For those who came in late, ZTE ceased significant operations since the seven year ban was imposed on the company in April for breaking a 2017 agreement reached after it was caught illegally shipping goods to Iran and North Korea.
The preliminary deal includes a $1 billion fine against ZTE plus $400 million in escrow to cover any future violations. This was pretty much what was expected. As part of the deal, sources said, ZTE promised to replace its board and executive team in 30 days.
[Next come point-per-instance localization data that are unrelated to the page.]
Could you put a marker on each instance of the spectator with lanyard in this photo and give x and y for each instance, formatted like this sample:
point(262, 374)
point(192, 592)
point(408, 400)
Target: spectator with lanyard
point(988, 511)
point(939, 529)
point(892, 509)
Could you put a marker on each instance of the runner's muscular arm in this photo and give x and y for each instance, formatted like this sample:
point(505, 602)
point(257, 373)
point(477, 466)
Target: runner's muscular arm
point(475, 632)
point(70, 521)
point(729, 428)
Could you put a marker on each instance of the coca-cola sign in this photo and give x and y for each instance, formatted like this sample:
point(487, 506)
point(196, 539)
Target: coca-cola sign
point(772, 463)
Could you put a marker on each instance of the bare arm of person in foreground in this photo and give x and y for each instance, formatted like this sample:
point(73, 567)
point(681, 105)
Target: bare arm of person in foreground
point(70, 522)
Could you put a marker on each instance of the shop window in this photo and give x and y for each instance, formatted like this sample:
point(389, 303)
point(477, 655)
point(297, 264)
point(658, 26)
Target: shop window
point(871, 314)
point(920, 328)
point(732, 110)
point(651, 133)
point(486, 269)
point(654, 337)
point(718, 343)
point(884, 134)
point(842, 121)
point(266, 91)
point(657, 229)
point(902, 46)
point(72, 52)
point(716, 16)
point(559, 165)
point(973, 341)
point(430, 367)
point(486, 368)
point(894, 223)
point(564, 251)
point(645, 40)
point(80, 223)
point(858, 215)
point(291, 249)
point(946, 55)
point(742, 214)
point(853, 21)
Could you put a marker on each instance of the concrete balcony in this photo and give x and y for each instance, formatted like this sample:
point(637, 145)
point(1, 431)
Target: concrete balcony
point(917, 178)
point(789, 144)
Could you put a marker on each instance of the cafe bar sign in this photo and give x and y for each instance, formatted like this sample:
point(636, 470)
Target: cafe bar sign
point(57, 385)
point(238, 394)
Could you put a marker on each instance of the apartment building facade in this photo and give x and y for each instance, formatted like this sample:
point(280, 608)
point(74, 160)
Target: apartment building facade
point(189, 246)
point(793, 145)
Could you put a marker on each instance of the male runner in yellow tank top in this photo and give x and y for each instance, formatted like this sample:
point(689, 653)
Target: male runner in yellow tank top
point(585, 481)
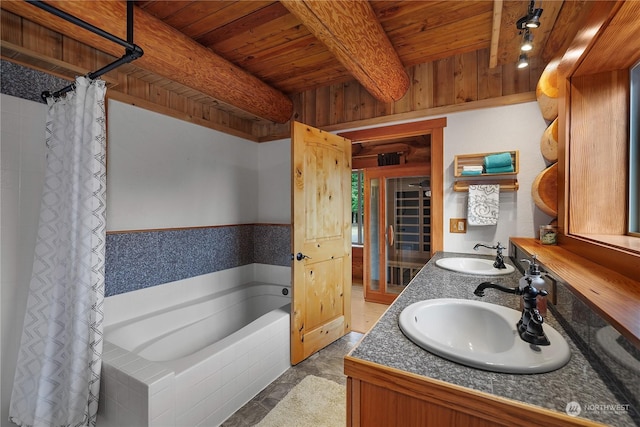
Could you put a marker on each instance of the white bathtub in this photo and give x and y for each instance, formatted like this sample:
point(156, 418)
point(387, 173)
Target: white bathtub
point(197, 361)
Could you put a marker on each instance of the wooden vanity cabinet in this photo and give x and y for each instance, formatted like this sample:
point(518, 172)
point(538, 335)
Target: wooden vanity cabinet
point(382, 396)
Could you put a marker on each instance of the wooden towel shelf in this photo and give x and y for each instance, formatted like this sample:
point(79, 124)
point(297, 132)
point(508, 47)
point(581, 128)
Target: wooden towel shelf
point(505, 184)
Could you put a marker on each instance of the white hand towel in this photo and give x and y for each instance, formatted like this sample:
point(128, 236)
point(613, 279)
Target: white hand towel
point(484, 204)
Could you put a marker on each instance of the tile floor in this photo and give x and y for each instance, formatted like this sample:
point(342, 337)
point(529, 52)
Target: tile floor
point(327, 363)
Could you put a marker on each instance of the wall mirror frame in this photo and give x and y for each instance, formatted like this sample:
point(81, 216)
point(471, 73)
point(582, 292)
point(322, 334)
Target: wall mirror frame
point(593, 148)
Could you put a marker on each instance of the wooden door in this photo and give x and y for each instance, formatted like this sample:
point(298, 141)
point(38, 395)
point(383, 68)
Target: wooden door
point(321, 239)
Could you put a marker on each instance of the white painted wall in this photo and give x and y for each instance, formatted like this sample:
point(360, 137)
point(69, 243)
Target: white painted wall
point(514, 127)
point(164, 173)
point(274, 195)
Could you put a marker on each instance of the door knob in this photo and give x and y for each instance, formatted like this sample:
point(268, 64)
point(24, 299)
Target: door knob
point(300, 256)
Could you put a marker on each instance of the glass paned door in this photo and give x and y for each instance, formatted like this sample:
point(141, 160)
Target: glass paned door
point(398, 231)
point(409, 226)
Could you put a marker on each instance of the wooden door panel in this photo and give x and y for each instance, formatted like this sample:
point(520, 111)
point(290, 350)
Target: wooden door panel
point(321, 214)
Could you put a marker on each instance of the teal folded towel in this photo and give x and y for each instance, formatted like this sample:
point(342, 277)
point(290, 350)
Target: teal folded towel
point(497, 160)
point(477, 172)
point(504, 169)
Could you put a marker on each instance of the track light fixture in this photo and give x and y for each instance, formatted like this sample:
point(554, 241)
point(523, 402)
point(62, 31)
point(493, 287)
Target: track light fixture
point(531, 19)
point(525, 24)
point(527, 41)
point(523, 60)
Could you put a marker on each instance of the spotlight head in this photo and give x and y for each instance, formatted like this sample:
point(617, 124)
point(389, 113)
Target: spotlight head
point(523, 61)
point(527, 41)
point(533, 20)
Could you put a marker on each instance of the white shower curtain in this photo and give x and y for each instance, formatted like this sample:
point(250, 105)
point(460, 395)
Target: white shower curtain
point(57, 376)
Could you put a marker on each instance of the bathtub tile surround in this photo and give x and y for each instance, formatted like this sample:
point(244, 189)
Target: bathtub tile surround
point(27, 83)
point(138, 260)
point(207, 386)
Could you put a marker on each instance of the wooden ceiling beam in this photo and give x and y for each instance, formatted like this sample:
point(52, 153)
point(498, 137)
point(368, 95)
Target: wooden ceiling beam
point(353, 34)
point(167, 52)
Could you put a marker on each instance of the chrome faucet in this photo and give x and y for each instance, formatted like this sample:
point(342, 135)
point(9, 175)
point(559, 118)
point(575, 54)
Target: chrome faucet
point(499, 263)
point(530, 323)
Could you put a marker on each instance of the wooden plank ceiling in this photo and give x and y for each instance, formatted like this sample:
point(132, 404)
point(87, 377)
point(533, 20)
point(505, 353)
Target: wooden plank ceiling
point(249, 59)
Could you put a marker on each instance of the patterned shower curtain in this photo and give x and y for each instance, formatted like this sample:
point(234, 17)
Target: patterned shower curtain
point(57, 377)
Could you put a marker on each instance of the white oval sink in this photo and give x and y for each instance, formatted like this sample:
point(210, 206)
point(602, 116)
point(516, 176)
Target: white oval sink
point(478, 266)
point(480, 335)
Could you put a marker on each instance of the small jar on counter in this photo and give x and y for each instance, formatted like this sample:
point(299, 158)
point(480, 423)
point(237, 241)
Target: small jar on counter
point(548, 234)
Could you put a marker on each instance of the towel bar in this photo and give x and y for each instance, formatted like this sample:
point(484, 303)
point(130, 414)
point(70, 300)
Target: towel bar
point(505, 184)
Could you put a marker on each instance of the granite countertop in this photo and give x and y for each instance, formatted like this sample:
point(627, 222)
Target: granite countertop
point(385, 344)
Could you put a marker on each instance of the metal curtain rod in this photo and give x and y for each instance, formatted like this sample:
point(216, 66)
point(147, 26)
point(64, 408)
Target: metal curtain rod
point(132, 51)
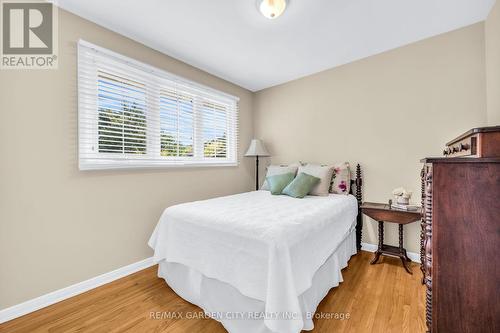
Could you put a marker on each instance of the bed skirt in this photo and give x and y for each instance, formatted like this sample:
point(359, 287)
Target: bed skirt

It would also allow unfettered site visits to verify that US components are being used as claimed by the company, and post calculations of US parts in its products on a public website, they added.
The Commerce Department plans to amend its 2017 settlement agreement and count the $361 million ZTE paid as a part of that, allowing the United States to claim a total penalty of as much as $1.7 billion, the sources said.
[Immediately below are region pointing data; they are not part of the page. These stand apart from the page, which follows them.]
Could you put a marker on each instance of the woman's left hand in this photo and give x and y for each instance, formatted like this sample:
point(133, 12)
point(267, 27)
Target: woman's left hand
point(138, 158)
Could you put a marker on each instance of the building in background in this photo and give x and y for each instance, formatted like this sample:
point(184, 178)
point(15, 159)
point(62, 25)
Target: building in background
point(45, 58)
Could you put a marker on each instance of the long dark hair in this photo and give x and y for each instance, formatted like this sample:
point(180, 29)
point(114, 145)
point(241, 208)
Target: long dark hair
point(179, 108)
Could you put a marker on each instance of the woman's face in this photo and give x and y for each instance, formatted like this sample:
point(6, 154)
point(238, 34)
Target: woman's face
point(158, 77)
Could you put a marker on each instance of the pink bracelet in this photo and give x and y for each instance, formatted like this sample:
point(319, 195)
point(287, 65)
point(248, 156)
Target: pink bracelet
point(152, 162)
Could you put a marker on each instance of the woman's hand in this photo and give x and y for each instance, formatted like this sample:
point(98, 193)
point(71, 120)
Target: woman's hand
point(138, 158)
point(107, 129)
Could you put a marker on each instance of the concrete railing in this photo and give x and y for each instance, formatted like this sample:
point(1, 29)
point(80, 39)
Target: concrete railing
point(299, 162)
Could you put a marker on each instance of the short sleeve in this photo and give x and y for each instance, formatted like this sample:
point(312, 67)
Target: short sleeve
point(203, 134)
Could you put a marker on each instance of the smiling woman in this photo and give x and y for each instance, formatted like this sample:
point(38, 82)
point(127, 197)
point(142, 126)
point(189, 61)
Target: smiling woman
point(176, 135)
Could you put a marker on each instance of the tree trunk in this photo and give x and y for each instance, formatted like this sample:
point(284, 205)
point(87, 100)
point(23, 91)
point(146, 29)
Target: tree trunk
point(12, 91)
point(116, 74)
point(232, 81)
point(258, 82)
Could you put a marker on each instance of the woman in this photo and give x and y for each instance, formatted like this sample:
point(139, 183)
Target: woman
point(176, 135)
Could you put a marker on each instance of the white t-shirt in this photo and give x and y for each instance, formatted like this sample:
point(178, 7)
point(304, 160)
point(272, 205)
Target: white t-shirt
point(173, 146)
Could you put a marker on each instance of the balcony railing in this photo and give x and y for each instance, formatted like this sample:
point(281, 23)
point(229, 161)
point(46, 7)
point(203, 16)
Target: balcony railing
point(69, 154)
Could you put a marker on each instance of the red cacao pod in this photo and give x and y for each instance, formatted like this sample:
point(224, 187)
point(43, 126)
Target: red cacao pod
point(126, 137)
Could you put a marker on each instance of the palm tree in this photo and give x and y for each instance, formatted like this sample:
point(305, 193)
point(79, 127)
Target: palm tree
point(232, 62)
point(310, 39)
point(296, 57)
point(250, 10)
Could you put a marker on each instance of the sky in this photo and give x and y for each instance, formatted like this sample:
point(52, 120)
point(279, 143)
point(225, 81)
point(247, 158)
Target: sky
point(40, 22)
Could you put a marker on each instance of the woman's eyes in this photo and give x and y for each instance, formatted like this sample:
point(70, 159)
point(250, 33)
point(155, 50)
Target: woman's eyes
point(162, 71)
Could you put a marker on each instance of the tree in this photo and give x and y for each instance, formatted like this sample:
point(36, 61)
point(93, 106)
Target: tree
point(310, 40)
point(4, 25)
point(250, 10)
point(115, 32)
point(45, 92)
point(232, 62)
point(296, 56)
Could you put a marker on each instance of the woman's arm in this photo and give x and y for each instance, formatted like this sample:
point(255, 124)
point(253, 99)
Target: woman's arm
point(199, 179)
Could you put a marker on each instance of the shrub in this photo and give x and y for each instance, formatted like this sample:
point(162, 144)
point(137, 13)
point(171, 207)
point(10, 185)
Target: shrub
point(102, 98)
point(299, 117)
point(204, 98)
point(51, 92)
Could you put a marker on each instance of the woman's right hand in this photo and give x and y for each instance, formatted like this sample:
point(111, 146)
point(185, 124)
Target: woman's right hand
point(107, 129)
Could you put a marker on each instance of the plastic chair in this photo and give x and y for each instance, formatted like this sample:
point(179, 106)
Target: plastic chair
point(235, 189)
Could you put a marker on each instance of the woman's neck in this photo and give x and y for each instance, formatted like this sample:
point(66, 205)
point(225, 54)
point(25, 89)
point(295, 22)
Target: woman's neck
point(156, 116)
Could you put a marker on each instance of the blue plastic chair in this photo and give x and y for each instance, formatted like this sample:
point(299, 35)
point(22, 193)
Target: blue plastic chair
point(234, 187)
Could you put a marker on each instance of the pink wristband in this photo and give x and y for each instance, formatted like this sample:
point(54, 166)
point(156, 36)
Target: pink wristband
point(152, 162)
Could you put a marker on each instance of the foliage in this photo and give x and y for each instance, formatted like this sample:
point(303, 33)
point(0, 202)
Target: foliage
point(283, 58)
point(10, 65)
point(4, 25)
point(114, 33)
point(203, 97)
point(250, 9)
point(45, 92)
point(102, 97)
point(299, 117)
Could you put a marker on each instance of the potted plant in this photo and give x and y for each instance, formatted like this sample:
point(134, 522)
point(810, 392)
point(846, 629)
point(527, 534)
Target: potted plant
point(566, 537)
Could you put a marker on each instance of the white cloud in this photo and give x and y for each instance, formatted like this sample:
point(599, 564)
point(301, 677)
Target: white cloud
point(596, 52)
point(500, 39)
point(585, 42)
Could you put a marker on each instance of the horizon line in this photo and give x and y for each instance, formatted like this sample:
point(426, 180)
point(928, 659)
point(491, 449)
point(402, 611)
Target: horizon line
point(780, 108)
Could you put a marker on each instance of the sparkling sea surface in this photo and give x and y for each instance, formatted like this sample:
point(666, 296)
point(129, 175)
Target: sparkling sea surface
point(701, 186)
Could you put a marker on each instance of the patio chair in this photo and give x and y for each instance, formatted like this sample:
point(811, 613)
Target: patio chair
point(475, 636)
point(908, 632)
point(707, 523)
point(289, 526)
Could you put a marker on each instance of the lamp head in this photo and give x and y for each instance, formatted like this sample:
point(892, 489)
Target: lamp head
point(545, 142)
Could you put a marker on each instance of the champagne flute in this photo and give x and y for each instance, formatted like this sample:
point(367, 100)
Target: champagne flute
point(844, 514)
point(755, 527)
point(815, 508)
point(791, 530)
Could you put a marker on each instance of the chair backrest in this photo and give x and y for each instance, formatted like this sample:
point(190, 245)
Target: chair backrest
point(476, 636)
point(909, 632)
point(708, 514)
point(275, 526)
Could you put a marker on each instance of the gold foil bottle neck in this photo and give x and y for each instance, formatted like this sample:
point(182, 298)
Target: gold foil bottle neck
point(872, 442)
Over the weekend, ZTE signed the agreement drawn up by the United States, the sources said, but the amended settlement has not been approved.
US President Donald Trump planned to meet with his trade advisers on Tuesday to discuss China’s offer to import an extra $70 billion of American goods over a year as a way to defuse a potential trade war between the world’s two largest economies.
However, ZTE’s resuscitation with US help has met stiff resistance in Congress, where both Democrats and Trump’s fellow Republicans have accused him of bowing to pressure from Beijing to help a company that has been labelled a threat to US national security.
US Senate Democratic leader Chuck Schumer said in a statement in response to Reuters’ report of the preliminary agreement. “Congress should move in a bipartisan fashion to block this deal right away.”